The legal move by the print and online press giants comes as, across town in London, the criminal phone-hacking trial against the former CEO of News International and editor of the now-closed News of the World Rebekah Brooks, former communications adviser of British Prime Minister David Cameron and former News of the World editor Andy Coulson, along with six others, began in earnest Tuesday amid a media circus.
The newspaper industry has sought judicial review of a decision to reject its own version of a press regulation charter that a Privy Council subcommittee rejected earlier this month.
Publishers claim that the Parliamentarian-led Charter will allow political interference in the freedom of the press.

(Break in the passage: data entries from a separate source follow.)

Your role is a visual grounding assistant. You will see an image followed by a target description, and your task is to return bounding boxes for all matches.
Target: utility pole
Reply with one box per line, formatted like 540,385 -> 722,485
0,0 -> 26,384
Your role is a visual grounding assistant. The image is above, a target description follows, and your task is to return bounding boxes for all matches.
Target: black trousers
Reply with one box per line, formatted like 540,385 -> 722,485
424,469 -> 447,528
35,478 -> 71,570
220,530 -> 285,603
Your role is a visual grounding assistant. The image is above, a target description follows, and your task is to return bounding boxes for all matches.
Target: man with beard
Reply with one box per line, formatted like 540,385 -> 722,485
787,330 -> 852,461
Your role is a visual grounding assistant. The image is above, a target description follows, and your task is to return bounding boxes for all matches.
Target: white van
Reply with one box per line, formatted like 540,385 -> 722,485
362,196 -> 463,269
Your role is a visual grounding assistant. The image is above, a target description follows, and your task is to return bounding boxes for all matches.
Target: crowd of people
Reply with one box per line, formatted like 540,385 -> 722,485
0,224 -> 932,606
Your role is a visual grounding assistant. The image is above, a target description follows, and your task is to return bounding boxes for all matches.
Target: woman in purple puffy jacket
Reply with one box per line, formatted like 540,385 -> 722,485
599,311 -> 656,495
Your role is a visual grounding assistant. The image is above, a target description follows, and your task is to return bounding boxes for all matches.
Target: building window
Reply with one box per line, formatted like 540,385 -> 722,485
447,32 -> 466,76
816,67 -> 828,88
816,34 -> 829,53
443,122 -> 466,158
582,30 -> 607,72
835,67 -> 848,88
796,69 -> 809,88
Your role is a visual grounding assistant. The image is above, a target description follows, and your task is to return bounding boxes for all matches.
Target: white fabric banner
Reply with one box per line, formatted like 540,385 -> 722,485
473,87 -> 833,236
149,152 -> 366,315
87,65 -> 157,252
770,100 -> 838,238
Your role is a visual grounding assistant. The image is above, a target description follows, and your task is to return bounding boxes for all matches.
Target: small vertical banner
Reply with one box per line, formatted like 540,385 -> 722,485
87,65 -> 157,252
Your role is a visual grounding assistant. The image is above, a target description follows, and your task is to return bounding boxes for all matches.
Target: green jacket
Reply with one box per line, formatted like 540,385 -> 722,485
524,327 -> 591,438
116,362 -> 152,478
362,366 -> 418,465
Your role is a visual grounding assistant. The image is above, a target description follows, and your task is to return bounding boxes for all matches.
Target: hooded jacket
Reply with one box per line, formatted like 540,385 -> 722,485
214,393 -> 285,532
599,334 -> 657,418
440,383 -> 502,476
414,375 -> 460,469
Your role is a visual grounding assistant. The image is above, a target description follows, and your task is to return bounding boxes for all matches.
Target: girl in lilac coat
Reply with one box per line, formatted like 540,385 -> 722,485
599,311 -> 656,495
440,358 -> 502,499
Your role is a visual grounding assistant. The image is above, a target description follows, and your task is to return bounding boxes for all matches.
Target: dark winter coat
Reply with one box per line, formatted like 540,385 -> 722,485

According to media reports in The Independent and The Guardian, culture secretary Maria Miller is hoping to persuade fellow members of Parliament from opposition parties to strengthen the Royal Charter's standing on preventing changes being made to the system by authoritarian future governments.
The amendment requires that any future changes must be approved, not only by a two-thirds majority of both Houses of Parliament, but also by a two-thirds majority of the independent Recognition Panel overseeing the new press regulatory body.
In a joint statement, the Newspaper Society, the Newspaper Publishers Association, the Scottish Newspaper Society and the Professional Publishers Association said the process for the Royal Charter had been unfair.
"The failure of the Privy Council Committee to carry out a fair and transparent consultation on the industry's Royal Charter application was made even more significant by the fact that the possible involvement of the state in the regulation of the Press raised very serious constitutional issues," it said.
"Given the gravity of these constitutional issues, the industry's lawyers asked the Privy Council on Friday to give an undertaking that the rival cross-party Royal Charter, written by politicians and the Hacked Off [fronted by Hugh Grant] lobby group, would not be presented to the Queen for sealing on Wednesday," it added. "That request has been refused and an injunction will now be sought."
The Department of Culture, Media & Sport said it was "disappointed the press are undertaking legal action" after a long period of negotiations.
In a statement, it said: "The Industry Royal Charter was considered in an entirely proper and fair way by the Privy Council Committee, and the reasons they were unable to recommend its grant are in the public domain. Whilst they found acceptable areas, they identified fundamental issues that were not compatible with the Leveson principles, such as a lack of independence around appointments and funding and no requirement to provide an arbitration scheme.
"The government is working to bring in a system of independent press self-regulation that will protect press freedom while offering real redress when mistakes are made. The culture secretary pushed hard for recent changes on arbitration and the standards code to be made, which will ensure the system is workable, and legal action is particularly disappointing in light of these changes."